Manchester by the Sea
Casey Affleck gives a tortured and deserved Oscar-winning turn as a man haunted by the past who becomes guardian to his nephew.
Patrick Chandler (breakout star Lucas Hedges) is forced to live with his uncle Lee (Affleck) following the death of his father, Joe (Kyle Chandler). Lee, who had been living a near-monastic existence as a janitor in Quincy, returns to Manchester-by-the-Sea to identify his brother’s body and attempt to cope with being Patrick’s guardian in a town that holds so many painful memories. Lee had once enjoyed life with his family in the sleepy fishing port, but an event disrupted his life and forced him to leave. To Patrick, Lee is the eccentric uncle he barely knows. To Lee, Manchester can bring him no good. But his love for his brother and a promise to look after Patrick should something happen to Joe, is one that cannot be broken.
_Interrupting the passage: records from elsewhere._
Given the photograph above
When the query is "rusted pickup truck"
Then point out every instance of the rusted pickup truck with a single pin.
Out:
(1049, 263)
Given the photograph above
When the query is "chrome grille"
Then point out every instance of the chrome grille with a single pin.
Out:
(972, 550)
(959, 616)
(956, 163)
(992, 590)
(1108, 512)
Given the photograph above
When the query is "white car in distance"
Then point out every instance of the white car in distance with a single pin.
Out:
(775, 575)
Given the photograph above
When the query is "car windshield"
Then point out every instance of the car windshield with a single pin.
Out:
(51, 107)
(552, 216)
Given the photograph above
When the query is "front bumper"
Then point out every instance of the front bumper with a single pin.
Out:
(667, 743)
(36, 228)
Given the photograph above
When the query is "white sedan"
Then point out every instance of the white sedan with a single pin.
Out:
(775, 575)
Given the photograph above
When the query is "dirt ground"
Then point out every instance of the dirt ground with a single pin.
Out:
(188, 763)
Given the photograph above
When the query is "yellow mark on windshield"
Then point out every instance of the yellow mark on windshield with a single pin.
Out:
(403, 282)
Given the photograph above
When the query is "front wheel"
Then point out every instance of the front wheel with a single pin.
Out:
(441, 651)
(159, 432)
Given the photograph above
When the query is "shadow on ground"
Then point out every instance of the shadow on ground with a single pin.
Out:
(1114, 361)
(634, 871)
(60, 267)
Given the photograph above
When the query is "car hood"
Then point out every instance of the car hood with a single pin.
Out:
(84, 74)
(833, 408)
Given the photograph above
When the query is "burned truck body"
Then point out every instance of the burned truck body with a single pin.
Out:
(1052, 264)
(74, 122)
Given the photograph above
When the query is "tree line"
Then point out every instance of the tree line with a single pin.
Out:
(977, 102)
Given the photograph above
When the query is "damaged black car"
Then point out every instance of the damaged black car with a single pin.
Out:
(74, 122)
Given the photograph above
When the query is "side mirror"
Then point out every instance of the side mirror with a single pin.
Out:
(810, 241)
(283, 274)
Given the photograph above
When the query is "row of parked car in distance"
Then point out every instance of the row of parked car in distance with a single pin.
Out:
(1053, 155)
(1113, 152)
Playwright Kenneth Lonergan’s directorial debut You Can Count on Me marked him out as a strong new voice in US cinema. His subsequent drama Margaret is considered one of the great US films of the 2010s. Manchester by the Sea firmly cements his reputation. Operatic in tone, the film works in a heightened register while never betraying its grounded portrait of blue-collar life. Affleck, Hedges and Chandler are excellent, with fine support coming from Tate Donovan, Heather Burns, Gretchen Moll and Lonergan regular Matthew Broderick. And Michelle Williams is dazzling, particularly in one of the film’s rawest moments – an encounter with Lee on a street.